How to Partition Data

Nov 21, 2016

In Drill 1.1.0 and later, if the data source is Parquet, no data organization tasks are required to take advantage of partition pruning. To partition and query Parquet files generated from other tools, use Drill to read and rewrite the files and metadata using the CTAS command with the PARTITION BY clause in the CTAS statement.

The Parquet writer first sorts data by the partition keys, and then creates a new file when it encounters a new value for the partition columns. During partitioning, Drill creates separate files, but not separate directories, for different partitions. Each file contains exactly one partition value, but there can be multiple files for the same partition value.

Partition pruning uses the Parquet column statistics to determine which columns to use to prune.

Unlike using the Drill 1.0 partitioning, no view query is subsequently required, nor is it necessary to use the dir* variables after you use the PARTITION BY clause in a CTAS statement.

Drill 1.0 Partitioning

Drill 1.0 does not support the PARTITION BY clause of the CTAS command supported by later versions. Partitioning Drill 1.0-generated data involves performing the following steps.

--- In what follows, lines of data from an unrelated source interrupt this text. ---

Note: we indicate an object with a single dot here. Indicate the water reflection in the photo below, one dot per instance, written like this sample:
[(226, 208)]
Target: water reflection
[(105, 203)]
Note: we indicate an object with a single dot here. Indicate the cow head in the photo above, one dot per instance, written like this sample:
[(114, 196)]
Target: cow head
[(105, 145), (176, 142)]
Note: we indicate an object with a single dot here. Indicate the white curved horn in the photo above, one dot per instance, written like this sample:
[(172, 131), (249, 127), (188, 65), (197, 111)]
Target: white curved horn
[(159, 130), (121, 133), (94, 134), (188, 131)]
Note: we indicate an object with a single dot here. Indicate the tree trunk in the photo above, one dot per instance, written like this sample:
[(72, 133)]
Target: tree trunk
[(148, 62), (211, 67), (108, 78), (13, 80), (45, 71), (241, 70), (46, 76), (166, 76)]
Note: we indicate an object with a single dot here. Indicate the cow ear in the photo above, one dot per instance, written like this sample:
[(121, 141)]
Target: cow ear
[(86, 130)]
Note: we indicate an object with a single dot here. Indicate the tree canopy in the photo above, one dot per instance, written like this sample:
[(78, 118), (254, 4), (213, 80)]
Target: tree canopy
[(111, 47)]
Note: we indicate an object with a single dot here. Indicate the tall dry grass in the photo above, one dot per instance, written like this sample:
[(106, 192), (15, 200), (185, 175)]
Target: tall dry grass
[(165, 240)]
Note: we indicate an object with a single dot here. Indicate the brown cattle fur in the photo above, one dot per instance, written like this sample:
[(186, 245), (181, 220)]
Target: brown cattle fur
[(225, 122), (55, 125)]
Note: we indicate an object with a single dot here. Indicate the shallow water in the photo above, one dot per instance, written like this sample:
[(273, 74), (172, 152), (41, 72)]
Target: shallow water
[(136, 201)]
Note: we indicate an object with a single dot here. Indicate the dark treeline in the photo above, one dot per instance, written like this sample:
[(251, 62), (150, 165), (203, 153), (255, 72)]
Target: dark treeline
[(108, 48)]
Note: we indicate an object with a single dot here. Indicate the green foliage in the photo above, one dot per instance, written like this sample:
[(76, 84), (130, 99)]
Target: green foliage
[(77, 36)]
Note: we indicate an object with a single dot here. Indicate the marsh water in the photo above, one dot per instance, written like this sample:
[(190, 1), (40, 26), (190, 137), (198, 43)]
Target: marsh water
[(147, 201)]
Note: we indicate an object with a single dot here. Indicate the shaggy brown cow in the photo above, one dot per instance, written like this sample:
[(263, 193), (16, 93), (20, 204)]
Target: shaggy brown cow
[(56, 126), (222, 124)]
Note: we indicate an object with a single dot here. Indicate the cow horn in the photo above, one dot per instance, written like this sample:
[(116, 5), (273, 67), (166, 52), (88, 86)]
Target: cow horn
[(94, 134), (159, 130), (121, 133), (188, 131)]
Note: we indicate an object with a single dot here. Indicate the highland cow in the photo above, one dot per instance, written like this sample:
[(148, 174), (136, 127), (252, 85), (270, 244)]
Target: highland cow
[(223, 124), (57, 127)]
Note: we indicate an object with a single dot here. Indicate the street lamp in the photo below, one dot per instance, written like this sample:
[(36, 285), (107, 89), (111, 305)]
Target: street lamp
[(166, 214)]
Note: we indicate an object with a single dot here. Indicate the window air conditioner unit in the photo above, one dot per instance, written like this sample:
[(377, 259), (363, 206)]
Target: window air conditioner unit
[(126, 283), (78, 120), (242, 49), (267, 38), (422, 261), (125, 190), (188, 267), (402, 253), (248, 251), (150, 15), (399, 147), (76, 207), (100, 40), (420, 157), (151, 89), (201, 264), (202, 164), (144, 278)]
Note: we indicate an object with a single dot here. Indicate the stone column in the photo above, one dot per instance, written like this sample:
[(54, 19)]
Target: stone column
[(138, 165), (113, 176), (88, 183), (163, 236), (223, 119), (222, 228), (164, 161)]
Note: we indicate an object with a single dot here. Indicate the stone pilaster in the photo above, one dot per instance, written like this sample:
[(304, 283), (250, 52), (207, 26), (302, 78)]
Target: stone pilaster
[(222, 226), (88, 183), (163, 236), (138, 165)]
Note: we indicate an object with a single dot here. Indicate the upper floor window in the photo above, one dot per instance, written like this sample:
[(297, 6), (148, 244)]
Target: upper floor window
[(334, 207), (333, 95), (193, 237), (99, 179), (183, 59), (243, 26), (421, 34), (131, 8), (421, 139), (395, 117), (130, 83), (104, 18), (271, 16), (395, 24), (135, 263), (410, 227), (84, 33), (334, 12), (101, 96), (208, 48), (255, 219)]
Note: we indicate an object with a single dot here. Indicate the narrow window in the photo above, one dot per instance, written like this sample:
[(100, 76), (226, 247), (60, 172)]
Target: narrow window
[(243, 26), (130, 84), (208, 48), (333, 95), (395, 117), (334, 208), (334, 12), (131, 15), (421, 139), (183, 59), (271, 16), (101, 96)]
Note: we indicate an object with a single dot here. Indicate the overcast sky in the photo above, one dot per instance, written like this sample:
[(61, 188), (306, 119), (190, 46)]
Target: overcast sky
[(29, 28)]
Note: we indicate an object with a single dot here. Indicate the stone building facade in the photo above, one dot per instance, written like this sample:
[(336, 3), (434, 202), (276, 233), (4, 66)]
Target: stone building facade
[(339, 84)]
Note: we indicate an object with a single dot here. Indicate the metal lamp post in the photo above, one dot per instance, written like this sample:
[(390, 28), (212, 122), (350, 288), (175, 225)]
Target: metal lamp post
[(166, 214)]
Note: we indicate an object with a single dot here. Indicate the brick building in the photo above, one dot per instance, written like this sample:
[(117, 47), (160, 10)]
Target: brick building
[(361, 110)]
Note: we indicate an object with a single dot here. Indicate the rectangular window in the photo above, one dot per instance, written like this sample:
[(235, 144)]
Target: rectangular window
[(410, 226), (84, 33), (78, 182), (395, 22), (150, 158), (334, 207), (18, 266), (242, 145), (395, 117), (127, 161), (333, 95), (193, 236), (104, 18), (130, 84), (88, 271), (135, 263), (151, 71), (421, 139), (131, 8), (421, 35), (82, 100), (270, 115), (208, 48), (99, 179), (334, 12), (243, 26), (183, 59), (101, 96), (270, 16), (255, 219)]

  1. Devise a logical way to store the data in a hierarchy of directories.
  2. Use CTAS to create Parquet files from the original data, specifying filter conditions.
  3. Move the files into directories in the hierarchy.

After partitioning the data, you need to create a view of the partitioned data to query the data. You can use the dir* variables in queries to refer to subdirectories in your workspace path.

Drill 1.0 Partitioning Example

Suppose you have text files containing several years of log data. To partition the data by year and quarter, create the following hierarchy of directories:

   …/logs/1994/Q1  
   …/logs/1994/Q2  
   …/logs/1994/Q3  
   …/logs/1994/Q4  
   …/logs/1995/Q1  
   …/logs/1995/Q2  
   …/logs/1995/Q3  
   …/logs/1995/Q4  
   …/logs/1996/Q1  
   …/logs/1996/Q2  
   …/logs/1996/Q3  
   …/logs/1996/Q4  

Run the following CTAS statement, filtering on the Q1 1994 data.

      CREATE TABLE TT_1994_Q1 
          AS SELECT * FROM <raw table data in text format >
          WHERE columns[1] = 1994 AND columns[2] = 'Q1'

This creates a Parquet file with the log data for Q1 1994 in the current workspace. You can then move the file into the correlating directory, and repeat the process until all of the files are stored in their respective directories.

Now you can define views on the parquet files and query the views.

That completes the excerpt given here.